American diplomat (1891–1965)

Richard Paul Momsen (1891 – 1965) in Rio de Janeiro, Brazil) was an American/Brazilian lawyer who served as Consul General for the United States in Rio de Janeiro (1918–1919) and founder of the American Chambers of Commerce for Brazil.

==Early life==
Momsen was born in Milwaukee, Wisconsin in 1891. He was the second son of William Momsen, a native of Wisconsin, and Mary Momsen, a German immigrant. He received his LLB degree from George Washington University Law School in 1912, and in 1913 traveled to Brazil in the service of the American consulate.

==Career==
While serving in this American consulate, in 1916 Momsen helped found the American Chamber of Commerce in Brazil. In this capacity, Momsen argued for the reduction of taxation of foreign investment groups in Brazil.

Momsen furthered his education while in Brazil, graduating from the faculty of legal and social sciences in 1917, being admitted to practice law in Brazil. Upon the death of his predecessor, Alfred Gottschalk, in 1918, Momsen assumed the post of Consul-General in Rio de Janeiro.

Upon leaving his post in 1919, Momsen went on to found two separate law firms: one in Rio de Janeiro in partnership with Edmundo Miranda Jordan and Pedro Americo Werneck, another in New York with Leslie E. Freeman. In 1926 he founded another firm, this in the city of São Paulo, named Momsen & Bastos. Subsequently, the Rio de Janeiro firm was divided into two major segments: an intellectual property firm in partnership with Simeon W. Harris and a general law firm in partnership with Raja Gabaglia, Monteiro de Barros and Fernando Velloso. The original legal firm founded by Richard Momsen is considered the first legal firm established in Brazil adopting a corporate structure.
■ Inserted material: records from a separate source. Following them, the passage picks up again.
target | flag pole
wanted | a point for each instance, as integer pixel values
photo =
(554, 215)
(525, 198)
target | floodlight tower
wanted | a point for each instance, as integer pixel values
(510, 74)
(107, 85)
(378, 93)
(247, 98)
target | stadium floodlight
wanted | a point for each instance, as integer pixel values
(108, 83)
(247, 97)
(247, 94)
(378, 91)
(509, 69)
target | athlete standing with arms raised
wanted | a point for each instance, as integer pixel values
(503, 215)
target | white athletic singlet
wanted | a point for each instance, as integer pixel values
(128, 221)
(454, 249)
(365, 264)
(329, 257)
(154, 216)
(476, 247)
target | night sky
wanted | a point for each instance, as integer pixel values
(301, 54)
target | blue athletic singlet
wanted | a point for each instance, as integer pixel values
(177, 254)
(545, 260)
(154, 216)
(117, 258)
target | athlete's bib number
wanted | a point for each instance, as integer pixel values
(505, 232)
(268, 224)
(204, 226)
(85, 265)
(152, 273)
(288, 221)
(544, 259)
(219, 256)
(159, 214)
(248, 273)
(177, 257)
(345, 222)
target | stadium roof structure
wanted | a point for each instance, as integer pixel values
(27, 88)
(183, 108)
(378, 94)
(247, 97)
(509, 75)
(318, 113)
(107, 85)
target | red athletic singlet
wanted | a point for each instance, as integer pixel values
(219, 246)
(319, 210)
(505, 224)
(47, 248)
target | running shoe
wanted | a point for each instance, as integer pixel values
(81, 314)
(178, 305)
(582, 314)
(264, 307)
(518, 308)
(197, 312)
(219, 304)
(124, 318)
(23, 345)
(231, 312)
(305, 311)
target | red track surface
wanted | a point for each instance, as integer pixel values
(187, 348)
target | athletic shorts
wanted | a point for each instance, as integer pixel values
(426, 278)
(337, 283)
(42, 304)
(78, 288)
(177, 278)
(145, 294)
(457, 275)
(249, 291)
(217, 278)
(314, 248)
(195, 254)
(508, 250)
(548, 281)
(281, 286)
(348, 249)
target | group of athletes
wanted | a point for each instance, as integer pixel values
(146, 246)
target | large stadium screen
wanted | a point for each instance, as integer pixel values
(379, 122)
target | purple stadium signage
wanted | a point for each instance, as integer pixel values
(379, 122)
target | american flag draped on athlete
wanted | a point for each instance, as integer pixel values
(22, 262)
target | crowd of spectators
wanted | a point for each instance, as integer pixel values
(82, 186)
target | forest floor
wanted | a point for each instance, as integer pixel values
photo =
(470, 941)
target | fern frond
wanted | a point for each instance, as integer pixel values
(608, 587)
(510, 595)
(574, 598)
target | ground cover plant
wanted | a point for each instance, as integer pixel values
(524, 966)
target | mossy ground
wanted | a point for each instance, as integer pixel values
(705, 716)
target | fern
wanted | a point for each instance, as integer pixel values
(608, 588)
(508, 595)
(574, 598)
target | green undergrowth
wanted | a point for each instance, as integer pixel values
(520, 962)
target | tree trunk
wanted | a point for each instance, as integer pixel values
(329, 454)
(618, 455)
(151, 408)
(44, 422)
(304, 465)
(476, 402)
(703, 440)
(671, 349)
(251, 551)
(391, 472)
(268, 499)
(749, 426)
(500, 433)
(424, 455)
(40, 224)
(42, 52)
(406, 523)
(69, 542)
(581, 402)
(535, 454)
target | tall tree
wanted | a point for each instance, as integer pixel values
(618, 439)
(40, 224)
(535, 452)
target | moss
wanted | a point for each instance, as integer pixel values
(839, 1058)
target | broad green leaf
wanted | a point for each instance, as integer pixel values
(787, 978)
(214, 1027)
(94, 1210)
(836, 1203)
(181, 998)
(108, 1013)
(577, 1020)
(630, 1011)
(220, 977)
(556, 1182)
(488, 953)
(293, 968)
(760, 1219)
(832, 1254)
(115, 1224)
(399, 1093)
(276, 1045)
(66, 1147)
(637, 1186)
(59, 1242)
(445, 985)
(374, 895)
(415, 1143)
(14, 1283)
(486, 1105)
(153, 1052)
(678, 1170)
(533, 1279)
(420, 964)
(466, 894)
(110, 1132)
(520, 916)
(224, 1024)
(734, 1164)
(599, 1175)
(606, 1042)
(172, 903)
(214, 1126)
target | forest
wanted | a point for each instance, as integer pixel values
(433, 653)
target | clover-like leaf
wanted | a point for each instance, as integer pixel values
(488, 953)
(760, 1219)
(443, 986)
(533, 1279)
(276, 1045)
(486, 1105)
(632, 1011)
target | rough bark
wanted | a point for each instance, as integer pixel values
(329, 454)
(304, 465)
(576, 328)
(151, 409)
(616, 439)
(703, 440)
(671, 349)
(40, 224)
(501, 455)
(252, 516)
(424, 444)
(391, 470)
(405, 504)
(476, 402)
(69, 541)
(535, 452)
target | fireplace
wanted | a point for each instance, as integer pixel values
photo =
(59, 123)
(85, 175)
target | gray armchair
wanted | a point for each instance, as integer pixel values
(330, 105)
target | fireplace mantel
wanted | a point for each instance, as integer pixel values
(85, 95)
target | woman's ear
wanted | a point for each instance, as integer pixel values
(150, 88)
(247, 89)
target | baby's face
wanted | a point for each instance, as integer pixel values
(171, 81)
The intellectual property firm Momsen & Harris was joined by Thomas Othon Leonardos in 1927. After the death of Simeon W. Harris, on April 3, 1944, the firm adopted the name of Momsen, Leonardos & Cia.

==Personal==
Momsen was married in 1921 to Dorothea Harnecker. Together, they had four children (Richard Jr., Alicia, William and Beatrice). He died in 1965 in Rio de Janeiro, Brazil.

==Legacy==
A scholarship at George Washington University Law School was established in 1964 by the law firm Momsen, Leonardos & Cia and the estate of Richard P. Momsen, to support Brazilian law students or law graduates to study U.S. law. Richard Momsen and Dorothea Harnecker Momsen deeded the Momsen Preserve in Cross River, New York as protected land.